Zusammenfassung: Die Effizienz von Solarwechselrichtern bezieht sich auf den wachsenden Markt für Solarwechselrichter (photoelektrische Wechselrichter) aufgrund d...
Die Effizienz von Solarwechselrichtern bezieht sich auf den wachsenden Markt für Solarwechselrichter (photoelektrische Wechselrichter) aufgrund der Nachfrage nach erneuerbarer Energie. Diese Wechselrichter erfordern einen extrem hohen Wirkungsgrad und eine extrem hohe Zuverlässigkeit. Die in diesen Wechselrichtern verwendeten Stromkreise wurden untersucht und die beste Wahl für Schalt- und Gleichrichtergeräte empfohlen. Der allgemeine Aufbau des Photovoltaik-Wechselrichters ist in Abbildung 1 dargestellt. Es stehen drei verschiedene Wechselrichter zur Auswahl. Sonnenlicht scheint auf die in Reihe geschalteten Solarmodule und jedes Modul enthält einen Satz in Reihe geschalteter Solarzelleneinheiten. Die von Solarmodulen erzeugte Gleichspannung (DC) liegt in der Größenordnung von Hunderten Volt, und der spezifische Wert hängt von den Lichtverhältnissen des Modularrays, der Temperatur der Batterie und der Anzahl der in Reihe geschalteten Module ab.
Die Hauptfunktion dieses Wechselrichtertyps besteht darin, die Eingangsgleichspannung in einen stabilen Wert umzuwandeln. Diese Funktion wird durch einen Boost-Konverter implementiert und erfordert einen Boost-Schalter und eine Boost-Diode. In der ersten Struktur befindet sich nach der Boost-Stufe ein isolierter Vollbrückenkonverter. Die Aufgabe des Vollbrückentransformators besteht darin, für Isolierung zu sorgen. Der zweite Vollbrückenwandler am Ausgang dient zur Umwandlung des DC-DC des Vollbrückenwandlers der ersten Stufe in Wechselstromspannung (AC).
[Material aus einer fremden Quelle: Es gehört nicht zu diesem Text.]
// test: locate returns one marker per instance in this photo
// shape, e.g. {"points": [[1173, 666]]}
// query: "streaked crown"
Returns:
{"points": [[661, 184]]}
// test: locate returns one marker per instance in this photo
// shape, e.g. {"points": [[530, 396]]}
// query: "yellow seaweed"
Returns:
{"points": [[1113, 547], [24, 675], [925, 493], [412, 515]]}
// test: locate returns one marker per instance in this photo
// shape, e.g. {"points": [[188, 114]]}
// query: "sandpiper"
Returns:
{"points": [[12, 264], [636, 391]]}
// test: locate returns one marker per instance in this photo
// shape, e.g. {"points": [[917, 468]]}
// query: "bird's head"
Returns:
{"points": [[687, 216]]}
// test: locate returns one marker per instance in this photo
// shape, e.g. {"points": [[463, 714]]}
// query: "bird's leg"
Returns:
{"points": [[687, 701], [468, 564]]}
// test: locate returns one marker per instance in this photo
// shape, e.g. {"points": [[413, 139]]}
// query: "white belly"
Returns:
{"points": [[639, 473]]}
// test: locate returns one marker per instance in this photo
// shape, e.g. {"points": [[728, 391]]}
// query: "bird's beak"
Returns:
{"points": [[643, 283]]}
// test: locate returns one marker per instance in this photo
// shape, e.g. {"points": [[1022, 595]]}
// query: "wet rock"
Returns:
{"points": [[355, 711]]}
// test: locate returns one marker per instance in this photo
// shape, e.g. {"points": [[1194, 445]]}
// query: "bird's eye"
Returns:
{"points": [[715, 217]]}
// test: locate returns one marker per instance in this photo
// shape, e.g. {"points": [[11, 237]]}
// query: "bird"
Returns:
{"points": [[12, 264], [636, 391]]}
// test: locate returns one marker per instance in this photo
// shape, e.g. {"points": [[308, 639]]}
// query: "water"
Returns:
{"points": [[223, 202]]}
Sein Ausgang wird gefiltert, bevor er über einen zusätzlichen Zweikontakt-Relaisschalter an das Wechselstromnetz angeschlossen wird
Ziel ist die sichere Isolierung im Fehlerfall und die Isolierung vom Stromnetz in der Nacht. Die zweite Struktur ist eine nicht isolierte Lösung. Unter diesen wird die Wechselspannung direkt durch die von der Boosterstufe ausgegebene Gleichspannung erzeugt. Die dritte Struktur nutzt die innovative topologische Struktur von Leistungsschaltern und Leistungsdioden, um die Funktionen der Boost- und Wechselstromerzeugung in eine dedizierte Topologie zu integrieren. Obwohl der Umwandlungswirkungsgrad von Solarmodulen sehr gering ist, ist der Wirkungsgrad des Wechselrichters so hoch wie möglich. Nahe 100% sind sehr wichtig. In Deutschland sollen die auf dem Süddach installierten Module der 3-kW-Serie 2550 kWh pro Jahr erzeugen. Wird der Wechselrichterwirkungsgrad von 95 % auf 96 % gesteigert, können jährlich zusätzlich 25 kWh erzeugt werden. Die Kosten für den Einsatz zusätzlicher Solarmodule zur Erzeugung der 25 kWh entsprechen dem Hinzufügen eines Wechselrichters. Da sich die Kosten des Wechselrichters durch eine Steigerung des Wirkungsgrads von 95 % auf 96 % nicht verdoppeln, ist die Investition in einen effizienteren Wechselrichter eine unvermeidliche Entscheidung. Bei neuen Designs ist die kostengünstigste Verbesserung der Wechselrichtereffizienz ein zentrales Designkriterium. Was die Zuverlässigkeit und die Kosten des Wechselrichters betrifft, gibt es zwei weitere Designkriterien. Ein höherer Wirkungsgrad kann Temperaturschwankungen während des Lastzyklus reduzieren und dadurch die Zuverlässigkeit verbessern, sodass diese Kriterien tatsächlich miteinander zusammenhängen. Der Einsatz von Modulen wird auch die Zuverlässigkeit verbessern.